In this report, the study group was characterized by significantly higher CRP levels than in the control one but no correlations were found between CRP concentrations and BMI in both groups. There is a lot of evidence [34] suggesting the presence of a chronic low-grade inflammation in obesity with increased levels of several circulating markers of inflammation like C-reactive protein (CRP), tumor necrosis factor-a (TNF-a), interleukin-6 (IL-6), and others. The results of our study might suggest that in pregnancy the degree of inflammation, although significantly marked in the overweight /obese women, is not influenced by BMI itself in a direct way. Neither in the obese/overweight pregnant women nor in lean ones relationships between the adipokines and CRP were found, which might postulate that their release during pregnancy is not affected by low, chronic inflammation condition associated with obesity.
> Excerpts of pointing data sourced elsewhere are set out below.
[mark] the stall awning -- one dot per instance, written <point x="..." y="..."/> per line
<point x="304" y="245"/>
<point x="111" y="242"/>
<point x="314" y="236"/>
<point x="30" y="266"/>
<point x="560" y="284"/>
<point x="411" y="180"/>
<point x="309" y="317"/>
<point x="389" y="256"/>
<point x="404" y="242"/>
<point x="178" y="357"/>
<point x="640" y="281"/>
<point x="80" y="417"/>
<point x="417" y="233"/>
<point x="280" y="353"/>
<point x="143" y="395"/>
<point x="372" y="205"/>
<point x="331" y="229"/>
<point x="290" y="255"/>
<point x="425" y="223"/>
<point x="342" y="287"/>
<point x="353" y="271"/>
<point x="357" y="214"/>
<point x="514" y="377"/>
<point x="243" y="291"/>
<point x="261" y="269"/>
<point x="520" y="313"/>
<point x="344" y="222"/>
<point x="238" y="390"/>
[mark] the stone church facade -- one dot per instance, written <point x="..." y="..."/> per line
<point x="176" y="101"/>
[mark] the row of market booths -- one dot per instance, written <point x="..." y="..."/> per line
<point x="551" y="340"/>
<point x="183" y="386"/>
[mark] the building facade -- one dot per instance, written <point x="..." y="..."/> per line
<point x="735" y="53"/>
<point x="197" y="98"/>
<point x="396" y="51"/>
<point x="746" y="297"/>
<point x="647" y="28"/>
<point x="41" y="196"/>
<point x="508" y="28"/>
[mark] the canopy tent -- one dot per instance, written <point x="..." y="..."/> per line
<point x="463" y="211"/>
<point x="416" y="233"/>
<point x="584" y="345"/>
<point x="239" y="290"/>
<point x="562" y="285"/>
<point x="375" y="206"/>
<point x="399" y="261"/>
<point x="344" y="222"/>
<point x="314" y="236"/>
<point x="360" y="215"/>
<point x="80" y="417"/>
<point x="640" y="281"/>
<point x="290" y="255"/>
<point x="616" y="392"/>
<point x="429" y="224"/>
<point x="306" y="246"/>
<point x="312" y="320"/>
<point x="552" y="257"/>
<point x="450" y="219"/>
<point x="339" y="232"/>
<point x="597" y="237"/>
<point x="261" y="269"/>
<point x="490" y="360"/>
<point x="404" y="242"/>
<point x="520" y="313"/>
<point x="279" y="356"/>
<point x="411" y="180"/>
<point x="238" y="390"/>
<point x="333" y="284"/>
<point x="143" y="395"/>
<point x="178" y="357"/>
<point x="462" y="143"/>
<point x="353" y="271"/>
C-peptide, an independent marker of the insulin biosynthesis and secretion, seems to be a useful diagnostic tool in diabetology and related fields [35]. In this research, it has been observed that the C-peptide levels were significantly higher in the overweight/obese pregnant women than in pregnant women of normal weight what is suggestive for hyperinsulinemia in this group although there were no differences in glucose concentrations in OGTT test between groups. We could find no correlations between the C-peptide levels and BMI both in the study and the control group what might suggest that C-peptide release during pregnancy are influenced not only by overweight and obesity. The positive correlation between the C-peptide and leptin concentrations in overweight/obese pregnant women could confirm the results of previous studies [9, 12, 35] that have postulated the hyperleptinemia as one of the reasons for hyperinsulinemia.
Conclusions
The obesity in pregnant women is characterized by higher concentration of leptin but not adiponectin and resistin. Thus it could be postulated that pregnancy has a similar influence on the synthesis and release of adiponectin and resistin in the overweight and obese as well as in lean pregnant women. Some mechanisms and factors preventing the changes of these adipokins levels might be considered. It may be presumed that adiponectin and resistin might not be considered as the only factors related to the development of pregnancy complications connected with overweight and obesity. The higher levels of leptin in the overweight and obese pregnant women seem to reflect the leptin resistance condition and the higher levels of C-peptide in this group is suggestive for hyperinsulinemia. The positive correlation between C-peptide and leptin levels but not with resistin and adiponectin might confirm the role of leptin in the hyperinsulinemia development in overweight and obesity during pregnancy.